Niños grandes, empeñados en integrarse en una sociedad que les da la espalda sistemáticamente, luchando contra sus limitaciones para sentirse parte de algo. Hablar con ellos es adentrarse en un pozo sin fondo, tan luminoso a veces como oscuro otras. Su ceguera parcial casi parece ser lo de menos ante los fenómenos con los que ya se ha encontrado.

El sonido de su móvil le arranca los pensamientos de cuajo.
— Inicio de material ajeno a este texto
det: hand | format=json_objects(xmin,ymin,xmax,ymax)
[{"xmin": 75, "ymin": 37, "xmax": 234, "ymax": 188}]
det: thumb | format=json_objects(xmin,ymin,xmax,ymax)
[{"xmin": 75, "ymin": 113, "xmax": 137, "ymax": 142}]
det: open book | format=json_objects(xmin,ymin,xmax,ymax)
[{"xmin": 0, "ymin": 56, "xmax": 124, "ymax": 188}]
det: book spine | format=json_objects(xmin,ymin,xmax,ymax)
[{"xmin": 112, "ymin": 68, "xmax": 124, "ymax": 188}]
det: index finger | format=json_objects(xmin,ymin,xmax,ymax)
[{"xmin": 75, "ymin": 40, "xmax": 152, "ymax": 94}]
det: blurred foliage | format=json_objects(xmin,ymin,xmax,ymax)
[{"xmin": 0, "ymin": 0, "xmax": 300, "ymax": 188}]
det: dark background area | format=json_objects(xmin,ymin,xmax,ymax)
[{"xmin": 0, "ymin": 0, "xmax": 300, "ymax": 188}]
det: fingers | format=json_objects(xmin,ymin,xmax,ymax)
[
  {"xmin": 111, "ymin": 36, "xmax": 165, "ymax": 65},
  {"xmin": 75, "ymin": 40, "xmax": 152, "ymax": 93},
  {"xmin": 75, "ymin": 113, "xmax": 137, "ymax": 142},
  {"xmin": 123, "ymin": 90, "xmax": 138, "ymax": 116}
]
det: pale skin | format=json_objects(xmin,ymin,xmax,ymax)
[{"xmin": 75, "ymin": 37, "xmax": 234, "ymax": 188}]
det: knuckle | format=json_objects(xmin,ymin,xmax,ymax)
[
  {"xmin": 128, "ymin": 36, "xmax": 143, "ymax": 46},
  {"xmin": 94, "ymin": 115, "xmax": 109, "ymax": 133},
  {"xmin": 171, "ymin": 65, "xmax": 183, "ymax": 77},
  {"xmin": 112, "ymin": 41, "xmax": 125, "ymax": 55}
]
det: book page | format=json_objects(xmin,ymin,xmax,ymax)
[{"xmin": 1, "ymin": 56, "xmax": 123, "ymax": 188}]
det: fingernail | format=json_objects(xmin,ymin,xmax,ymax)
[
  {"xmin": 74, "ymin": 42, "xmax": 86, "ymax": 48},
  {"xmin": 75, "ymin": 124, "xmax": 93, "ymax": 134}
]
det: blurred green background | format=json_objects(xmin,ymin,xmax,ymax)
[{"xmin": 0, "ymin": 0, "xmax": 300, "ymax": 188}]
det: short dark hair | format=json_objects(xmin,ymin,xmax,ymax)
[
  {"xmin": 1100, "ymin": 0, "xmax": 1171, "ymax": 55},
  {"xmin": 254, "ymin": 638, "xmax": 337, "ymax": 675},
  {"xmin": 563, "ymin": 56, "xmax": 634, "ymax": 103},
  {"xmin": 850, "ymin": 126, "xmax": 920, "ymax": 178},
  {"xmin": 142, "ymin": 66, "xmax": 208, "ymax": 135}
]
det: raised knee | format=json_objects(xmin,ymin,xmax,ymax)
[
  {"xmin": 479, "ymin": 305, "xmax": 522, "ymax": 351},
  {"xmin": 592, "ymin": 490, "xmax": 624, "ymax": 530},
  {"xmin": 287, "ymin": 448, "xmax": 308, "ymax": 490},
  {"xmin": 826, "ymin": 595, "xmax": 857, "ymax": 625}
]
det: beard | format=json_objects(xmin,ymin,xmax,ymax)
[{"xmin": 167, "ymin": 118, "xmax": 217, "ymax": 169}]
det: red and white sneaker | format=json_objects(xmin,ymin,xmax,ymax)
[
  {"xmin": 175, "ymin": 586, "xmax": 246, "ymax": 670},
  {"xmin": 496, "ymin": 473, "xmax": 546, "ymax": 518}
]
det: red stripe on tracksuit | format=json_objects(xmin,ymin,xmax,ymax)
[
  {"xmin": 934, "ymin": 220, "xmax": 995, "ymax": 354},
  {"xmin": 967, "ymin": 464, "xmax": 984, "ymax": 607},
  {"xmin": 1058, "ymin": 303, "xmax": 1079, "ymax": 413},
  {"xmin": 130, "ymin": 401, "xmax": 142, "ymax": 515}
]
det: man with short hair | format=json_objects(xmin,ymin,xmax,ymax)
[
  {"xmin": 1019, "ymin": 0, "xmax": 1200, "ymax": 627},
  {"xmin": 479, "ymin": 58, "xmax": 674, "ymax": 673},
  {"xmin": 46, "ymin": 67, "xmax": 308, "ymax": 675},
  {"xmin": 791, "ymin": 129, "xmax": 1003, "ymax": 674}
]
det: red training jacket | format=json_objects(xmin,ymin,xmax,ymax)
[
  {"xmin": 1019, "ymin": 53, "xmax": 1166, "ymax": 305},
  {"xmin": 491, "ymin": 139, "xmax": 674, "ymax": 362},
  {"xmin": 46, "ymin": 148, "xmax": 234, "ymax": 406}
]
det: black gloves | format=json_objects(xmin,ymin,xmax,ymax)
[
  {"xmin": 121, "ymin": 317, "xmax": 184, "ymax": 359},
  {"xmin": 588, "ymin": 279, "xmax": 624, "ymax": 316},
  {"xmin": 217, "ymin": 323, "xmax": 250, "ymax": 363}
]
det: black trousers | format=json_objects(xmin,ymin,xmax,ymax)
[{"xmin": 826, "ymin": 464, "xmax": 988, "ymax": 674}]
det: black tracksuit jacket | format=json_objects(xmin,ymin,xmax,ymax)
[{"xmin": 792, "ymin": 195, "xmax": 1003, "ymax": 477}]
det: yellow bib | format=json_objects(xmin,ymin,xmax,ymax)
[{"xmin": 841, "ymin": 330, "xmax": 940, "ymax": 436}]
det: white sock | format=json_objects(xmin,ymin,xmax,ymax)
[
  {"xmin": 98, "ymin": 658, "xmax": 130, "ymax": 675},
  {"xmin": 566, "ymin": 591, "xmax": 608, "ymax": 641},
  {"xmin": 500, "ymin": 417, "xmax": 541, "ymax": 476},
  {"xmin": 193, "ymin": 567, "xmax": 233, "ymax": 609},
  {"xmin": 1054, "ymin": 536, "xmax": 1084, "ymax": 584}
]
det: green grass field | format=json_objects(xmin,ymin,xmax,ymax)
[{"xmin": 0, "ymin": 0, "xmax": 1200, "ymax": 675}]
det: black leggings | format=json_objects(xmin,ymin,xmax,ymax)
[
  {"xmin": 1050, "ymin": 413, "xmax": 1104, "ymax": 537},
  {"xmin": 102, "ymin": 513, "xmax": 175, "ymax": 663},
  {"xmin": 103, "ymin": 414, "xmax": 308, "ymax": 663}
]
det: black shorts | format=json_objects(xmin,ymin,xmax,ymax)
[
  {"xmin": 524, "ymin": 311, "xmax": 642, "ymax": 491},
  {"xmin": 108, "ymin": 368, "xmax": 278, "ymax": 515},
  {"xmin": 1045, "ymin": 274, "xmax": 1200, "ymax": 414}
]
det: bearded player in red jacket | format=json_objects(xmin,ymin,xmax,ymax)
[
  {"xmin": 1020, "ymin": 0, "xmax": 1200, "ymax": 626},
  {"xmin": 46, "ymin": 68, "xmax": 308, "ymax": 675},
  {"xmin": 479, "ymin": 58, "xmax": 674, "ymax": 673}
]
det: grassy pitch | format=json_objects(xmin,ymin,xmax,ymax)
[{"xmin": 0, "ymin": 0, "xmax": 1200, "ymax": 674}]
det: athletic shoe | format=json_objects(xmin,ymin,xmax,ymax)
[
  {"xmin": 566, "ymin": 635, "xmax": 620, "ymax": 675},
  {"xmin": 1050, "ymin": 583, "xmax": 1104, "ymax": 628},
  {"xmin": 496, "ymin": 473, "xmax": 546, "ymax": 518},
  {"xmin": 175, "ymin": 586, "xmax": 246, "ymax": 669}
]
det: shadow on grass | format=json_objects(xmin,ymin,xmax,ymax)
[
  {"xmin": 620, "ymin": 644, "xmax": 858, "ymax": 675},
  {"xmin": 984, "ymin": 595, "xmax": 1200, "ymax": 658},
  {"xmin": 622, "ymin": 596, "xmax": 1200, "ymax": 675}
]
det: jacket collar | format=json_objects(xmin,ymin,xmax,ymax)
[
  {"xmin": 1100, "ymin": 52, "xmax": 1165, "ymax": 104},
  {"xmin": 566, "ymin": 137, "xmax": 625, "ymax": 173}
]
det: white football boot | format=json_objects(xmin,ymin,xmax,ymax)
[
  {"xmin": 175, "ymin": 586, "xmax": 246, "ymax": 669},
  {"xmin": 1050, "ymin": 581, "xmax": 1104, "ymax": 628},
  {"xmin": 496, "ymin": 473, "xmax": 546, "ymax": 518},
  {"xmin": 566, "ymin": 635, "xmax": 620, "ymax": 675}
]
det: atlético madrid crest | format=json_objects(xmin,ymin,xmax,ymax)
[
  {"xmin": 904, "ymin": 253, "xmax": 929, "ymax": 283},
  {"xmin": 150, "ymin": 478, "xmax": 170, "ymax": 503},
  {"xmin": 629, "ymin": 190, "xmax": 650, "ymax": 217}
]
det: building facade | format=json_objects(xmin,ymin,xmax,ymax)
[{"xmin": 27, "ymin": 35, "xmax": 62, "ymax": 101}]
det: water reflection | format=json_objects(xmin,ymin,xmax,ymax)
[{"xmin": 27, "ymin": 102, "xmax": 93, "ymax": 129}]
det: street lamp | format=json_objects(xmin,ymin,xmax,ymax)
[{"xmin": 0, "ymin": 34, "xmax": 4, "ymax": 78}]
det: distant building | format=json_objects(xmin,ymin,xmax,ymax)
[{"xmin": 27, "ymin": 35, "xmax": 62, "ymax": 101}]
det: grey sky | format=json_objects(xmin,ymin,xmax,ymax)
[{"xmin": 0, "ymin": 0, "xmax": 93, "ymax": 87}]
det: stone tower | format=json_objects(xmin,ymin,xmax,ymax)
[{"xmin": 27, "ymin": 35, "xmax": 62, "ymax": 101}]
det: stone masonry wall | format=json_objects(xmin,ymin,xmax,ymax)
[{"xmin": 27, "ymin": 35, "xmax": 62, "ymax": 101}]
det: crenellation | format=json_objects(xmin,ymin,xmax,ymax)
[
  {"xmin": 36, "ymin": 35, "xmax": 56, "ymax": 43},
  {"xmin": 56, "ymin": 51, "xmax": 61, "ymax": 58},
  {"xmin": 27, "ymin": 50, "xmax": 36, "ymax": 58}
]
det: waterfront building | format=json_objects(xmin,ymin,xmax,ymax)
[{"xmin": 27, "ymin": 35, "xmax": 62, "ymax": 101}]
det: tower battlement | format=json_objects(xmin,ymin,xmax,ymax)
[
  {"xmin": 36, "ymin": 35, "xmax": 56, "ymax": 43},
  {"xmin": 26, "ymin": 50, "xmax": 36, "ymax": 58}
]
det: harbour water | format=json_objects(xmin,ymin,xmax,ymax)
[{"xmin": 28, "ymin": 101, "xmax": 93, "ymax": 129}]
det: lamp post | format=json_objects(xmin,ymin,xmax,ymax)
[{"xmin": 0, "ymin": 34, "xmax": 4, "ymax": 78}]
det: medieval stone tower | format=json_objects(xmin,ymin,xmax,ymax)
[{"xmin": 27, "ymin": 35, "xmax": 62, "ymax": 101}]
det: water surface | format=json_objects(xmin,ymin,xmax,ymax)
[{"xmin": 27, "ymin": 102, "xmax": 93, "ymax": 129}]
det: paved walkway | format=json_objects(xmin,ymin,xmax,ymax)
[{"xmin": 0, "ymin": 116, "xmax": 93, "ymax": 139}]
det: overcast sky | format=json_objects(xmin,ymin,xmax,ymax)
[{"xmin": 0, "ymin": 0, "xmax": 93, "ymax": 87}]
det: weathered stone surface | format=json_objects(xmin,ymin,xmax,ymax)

Acerca la pantallita a los ojos sin ver el número. Tiene que extraer también la lupa para aumentar los dígitos. No quiere contestar sin ver antes quién la llama.

Es Antonio.

Vacila, sin saber qué hacer. Es su gran día. Tiene la primera carrera. No quiere ninguna alteración que la aparte de su concentración. Cierto que no le ha llamado. Cierto que quiere dejar pasar los Juegos. Cierto que él lo entenderá, aunque tenía que habérselo insistido antes de partir. Se muerde el labio inferior y decide no responder. Después de la carrera escuchará el mensaje, si lo hay, aunque un simple «te quiero» puede ser demoledor, hacer que sus piernas flaqueen.

La atleta china está pendiente de su móvil, y al ver que ella no responde pone cara de no entenderlo. Edurne se encoge de hombros mientras se lo guarda en la bolsa.